Since then, Lind and Scott have learned that logistical snafus are part of putting the game on every year. With experience and more manpower, they can handle just about anything now, from last-minute trades to finding foreign-born catchers in the South.
About 36 hours before the 2000 Futures Game in Atlanta, catcher Ramon Castro was injured while playing for Triple-A Calgary in the Marlins organization. Lind and Scott scrambled to find a replacement in the Phillies organization, only to find out Saturday night that he had missed his flight.
"At 7 a.m. Sunday, during our team breakfast, I was frantically on the phone with Frank Wren (then the assistant general manager of the Braves), begging him to send us a catcher born in another country," Lind said. "Luckily the Braves affiliates were all very close, and in came Jean Boscan from Macon, arriving about an hour and a half before game time.
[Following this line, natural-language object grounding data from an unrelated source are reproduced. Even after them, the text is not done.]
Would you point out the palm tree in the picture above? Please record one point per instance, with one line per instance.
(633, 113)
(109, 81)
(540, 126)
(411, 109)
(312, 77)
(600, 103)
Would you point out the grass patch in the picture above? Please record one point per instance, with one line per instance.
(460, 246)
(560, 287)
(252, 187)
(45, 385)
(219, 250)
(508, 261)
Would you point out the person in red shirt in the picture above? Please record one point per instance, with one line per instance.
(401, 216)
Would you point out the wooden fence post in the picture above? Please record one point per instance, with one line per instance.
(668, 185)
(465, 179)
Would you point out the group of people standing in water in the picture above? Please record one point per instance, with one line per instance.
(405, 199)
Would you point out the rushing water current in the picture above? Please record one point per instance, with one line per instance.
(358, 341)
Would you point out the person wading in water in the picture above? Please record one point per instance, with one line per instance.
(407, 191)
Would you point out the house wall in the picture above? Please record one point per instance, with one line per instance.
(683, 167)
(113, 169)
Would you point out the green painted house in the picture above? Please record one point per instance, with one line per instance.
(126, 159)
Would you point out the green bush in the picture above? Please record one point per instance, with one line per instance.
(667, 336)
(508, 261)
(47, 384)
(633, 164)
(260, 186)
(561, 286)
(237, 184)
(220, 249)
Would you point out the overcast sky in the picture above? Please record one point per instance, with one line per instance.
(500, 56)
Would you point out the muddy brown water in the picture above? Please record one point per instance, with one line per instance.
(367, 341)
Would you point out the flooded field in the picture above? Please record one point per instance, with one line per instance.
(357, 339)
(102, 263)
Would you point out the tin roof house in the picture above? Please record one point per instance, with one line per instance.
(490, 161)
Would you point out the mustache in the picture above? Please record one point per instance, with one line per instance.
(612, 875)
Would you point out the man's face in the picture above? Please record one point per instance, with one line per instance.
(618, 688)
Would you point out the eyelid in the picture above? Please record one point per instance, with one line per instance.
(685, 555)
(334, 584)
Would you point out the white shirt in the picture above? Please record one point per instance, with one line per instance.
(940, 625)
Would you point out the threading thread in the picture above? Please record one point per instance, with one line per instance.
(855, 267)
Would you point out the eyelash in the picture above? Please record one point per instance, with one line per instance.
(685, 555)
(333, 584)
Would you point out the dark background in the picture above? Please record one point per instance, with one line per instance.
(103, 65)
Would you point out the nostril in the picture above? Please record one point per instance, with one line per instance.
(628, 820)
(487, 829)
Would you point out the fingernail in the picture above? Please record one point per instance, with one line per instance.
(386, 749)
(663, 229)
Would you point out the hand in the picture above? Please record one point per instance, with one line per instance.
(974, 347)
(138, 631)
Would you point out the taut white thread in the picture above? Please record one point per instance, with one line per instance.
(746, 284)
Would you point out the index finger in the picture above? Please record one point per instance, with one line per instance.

I think we took Jackson Melian's extra jersey because he was Venezuelan too, but if I remember correctly, we didn't get the Reds patch off before the first pitch."
The stories go on and on. There was the player who decided his flight on Saturday was too early and changed it without telling anyone, putting him in Houston 12 hours after everyone expected him. The countless delays and cancellations, the missing equipment, the last-second trades. And those are the stories they can talk about.
But Soriano's two home runs in the first game gave organizers an instant success story. He was in New York at the end of the 1999 season and became established in the big leagues by the end of the 2000 season. And he has been followed by a long line of others, each adding to the lore of a game that has become a guaranteed way to see numerous future big leaguers.
"We were the typical example of the little known, but critically acclaimed event in the early years," Lind said. "We were the best little game that nobody knew about.
"For some time after (the first game), I would give people a full explanation of what the Futures Game was before talking about it. Now I just mention it and people tell me about Alfonso Soriano or Adam Dunn."
So watch closely, because in a few years you'll be telling your friends about the players you saw today--assuming they all get here on time.